DVT: Part of the reason for basing the Tormenta FC franchise in here was because Statesboro is ready to be a “minor league city.” That brand means something to a community that is on the rise like ours. Our mayor, city council, county commissioners, university personnel were all graciously on board. Statesboro is a much more cosmopolitan place than people living elsewhere get to appreciate, quite frankly. There are over 27,000 college students in our three institutions here (GS, Ogeechee Tech, and East Georgia College), and when schools in, Statesboro is about the 15th largest city in the state. Georgia Southern University is the economic engine in our area, but the fans of our franchise reach well beyond the university – and that’s really the testament to the game of soccer. Our fan base is stretches to Savannah and Hilton Head, SC and out to central Georgia and Augusta as well. Sports tourism is economic development – which makes it big business — and college towns like Statesboro understand that reality all too well. We averaged over 2000 fans per game, and over 14,000 watched us play last season at home. That made us the attendance leader in the PDL for the Eastern Conference according to the League Office. Every one of our homes games was streamed live on internet and the play by play was done by ESPN announcers. With a pre-game band, an enormous video board, an outstanding VIP section, a raucous fan base sitting behind the opposing team’s goal – it really is a site to behold. Especially when one is reminded that this is soccer being played in a college football town. We do love our sports here in south Georgia.
JN: What was the biggest lesson you learned in Year One?

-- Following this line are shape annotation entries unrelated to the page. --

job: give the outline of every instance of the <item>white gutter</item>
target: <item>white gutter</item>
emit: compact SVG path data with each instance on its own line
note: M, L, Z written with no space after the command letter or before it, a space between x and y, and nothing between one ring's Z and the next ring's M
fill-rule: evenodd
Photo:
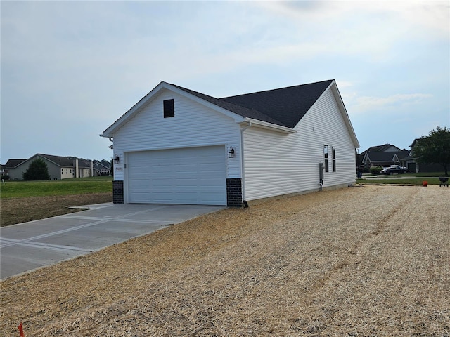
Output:
M244 131L252 126L252 122L248 121L248 125L240 129L240 176L242 180L242 203L244 207L248 207L245 200L245 170L244 168Z
M297 130L294 130L293 128L290 128L287 126L281 126L281 125L273 124L272 123L268 123L266 121L262 121L252 118L245 117L244 118L244 121L250 123L250 124L253 126L266 128L273 131L278 131L283 133L295 133L297 132Z

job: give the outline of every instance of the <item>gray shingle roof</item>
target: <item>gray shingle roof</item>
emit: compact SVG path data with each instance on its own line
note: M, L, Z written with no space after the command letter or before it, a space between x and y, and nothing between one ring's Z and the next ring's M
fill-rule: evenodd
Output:
M244 117L294 128L333 80L216 98L170 84Z

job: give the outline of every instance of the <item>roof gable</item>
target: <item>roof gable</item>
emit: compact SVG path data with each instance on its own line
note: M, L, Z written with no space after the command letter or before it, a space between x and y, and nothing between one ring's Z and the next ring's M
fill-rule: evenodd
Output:
M333 81L323 81L225 97L220 100L257 110L280 125L294 128Z
M100 136L113 137L115 132L150 104L163 89L188 97L235 119L236 123L252 122L260 127L295 133L294 128L322 95L332 90L355 147L359 143L334 79L281 88L236 96L216 98L191 89L160 82Z

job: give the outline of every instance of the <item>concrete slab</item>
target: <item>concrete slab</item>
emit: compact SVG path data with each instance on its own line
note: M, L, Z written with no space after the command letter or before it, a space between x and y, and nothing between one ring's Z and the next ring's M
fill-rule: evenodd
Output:
M0 229L0 278L102 249L224 206L99 204Z

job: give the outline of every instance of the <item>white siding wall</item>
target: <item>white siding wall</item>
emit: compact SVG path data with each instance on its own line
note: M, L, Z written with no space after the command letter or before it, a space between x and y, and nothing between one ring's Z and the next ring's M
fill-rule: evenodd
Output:
M244 132L246 200L319 189L324 145L329 147L330 171L325 173L323 187L355 181L354 145L330 89L295 129L288 135L255 127ZM336 172L332 146L336 147Z
M120 157L114 179L124 180L125 152L225 145L235 149L226 158L226 178L240 178L239 126L232 119L169 90L163 90L114 135L114 154ZM163 117L163 100L174 100L175 117ZM224 157L227 157L224 151Z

DVT: Process matters. Our business is the experience business. We knew that going into this, and everything we experienced along the way just confirmed it time and time again. We use the game of soccer to create amazing experiences. That lesson can never be lost on us, because it is the most important thing. And the most important thing IS the most important thing. The people running the video boards and TV production are just as important to the franchise as the attacking midfielder and GM are. Relationships matter.
JN: The club was recognized by the league for its work on and off the field. What did that mean to you?
DVT: Oh, that was BIG TIME STUFF. I was so proud of our franchise that day. To be named New Franchise of the Year in a league that is filled with amazing talent in the other franchises was such a rush. There were so many people that contributed to this award, too. Heidi Jeffers, David Ball, Netra Van Tassell…all the way to our chef John Witherington who prepared the amazing food we had in the VIP section every game. To be honored by one’s peers is easily the kindest award there is.
JN: What advice would you give to anyone who is thinking about starting their own club?
DVT: Take every cue you can from best organizations out there. Model your organization after theirs. It’s a difference of scale not a difference of kind. Every detail matters. And remember this: it’s about the community and the people in the organization – it’s not about you.
JN: What is Tormenta planning to do to follow up on its first year success?
DVT: It’s time to qualify for the OPEN CUP and win a championship. That is our goal. Doubling our attendance numbers I don’t think is out of the question either.
JN: Looking down the road a bit, how would you like to see the club grow and evolve?
DVT: Ultimately, the franchise exists to win championships and be a successful business enterprise. At some point, we need to build our own stadium here in Statesboro. And as we grow the youth side of our club, the ability to partner with a USL or MLS franchise would be a wonderful evolution for soccer in our part of the state. We have already partnered with three clubs in Europe, and those relationship promise to bear fruit as well. Great things await, and we are just getting started.